Luckily, the last decade or so has seen the rise of Bandcamp, the popular artist storefront that we host our own bands on, and link all of yours at the end of every article. We’ve done this because it’s the most reliable way to increase the chances that someone might actually spend money on your band.
It’s a bit ugly sounding, because fuck doing things exclusively for money, but more than pay itself, we want artists to feel appreciated. On a personal level, I hesitate to even estimate the hundreds, possibly thousands of dollars I’ve put towards projects with zero return at best, including things like PR campaigns and publicists.
But again, that’s why we’re here. We’re not saying we’re the biggest or the best, but we will say we’ve always been here to elevate this community in everything we do. Selling a record or T-shirt is exponentially more helpful than streaming revenue, and sending readers to Bandcamp at the end of damn near every article has been instrumental in making that happen.
So with the announcement of Songtradr laying off half of the company and rumors of imminent unwelcome changes to Bandcamp at large, we’d figure we’d take this chance to share your stuff for what might be the last time until there’s a viable alternative. Like your favorite venue, like your favorite music retailer, like your favorite record shop… all to the wayside in the name of terminal, late-stage capitalism.

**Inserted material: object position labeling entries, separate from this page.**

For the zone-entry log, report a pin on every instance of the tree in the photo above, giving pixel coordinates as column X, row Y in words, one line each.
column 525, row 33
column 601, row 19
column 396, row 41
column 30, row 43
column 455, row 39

You’ve got to wonder why these money hungry motherfuckers hate music so much. If it all goes down the way it looks on paper, was once a vital marketplace for the DIY musician will become another grim reminder that it might not be the end of the world, but for musicians, it’s the end of an era, and the bottom of the money pit. We’re not going to put a link to donations at the end on this one – this one’s for you, and only you. If you want you can pick up a compilation of ours on Bandcamp while it all lasts. But for now, let’s get to what y’all have been up to since the last Tuesday Music Dump a couple months back. It’s a hell of a lot.
Oavette – S/T (LP)
Fans of the iconic but tragically defunct Strobes, rejoice – there’s a new polyrhythmic electro-powerhouse in town. Well, in Japan. With nimble but authoritive hold on synth-y stabs, melting guitars, and extreme long division, Oavette has put out something unstoppable, yet indescribably subtle. Do not sleep.
Approaching Gold – Gloaming (EP)
Damn, that’s a hot bass tone right there. Approaching Gold’s latest offering is exciting as hell, with a fairly theatric mix of prog, math rock, and singer/songwriting abilities, forming a high degree of uniqueness in record time. The thundering drums and piano wizardry almost help create a trio of storytellers rather than musicians, but rest assured – this is a masterclass in both.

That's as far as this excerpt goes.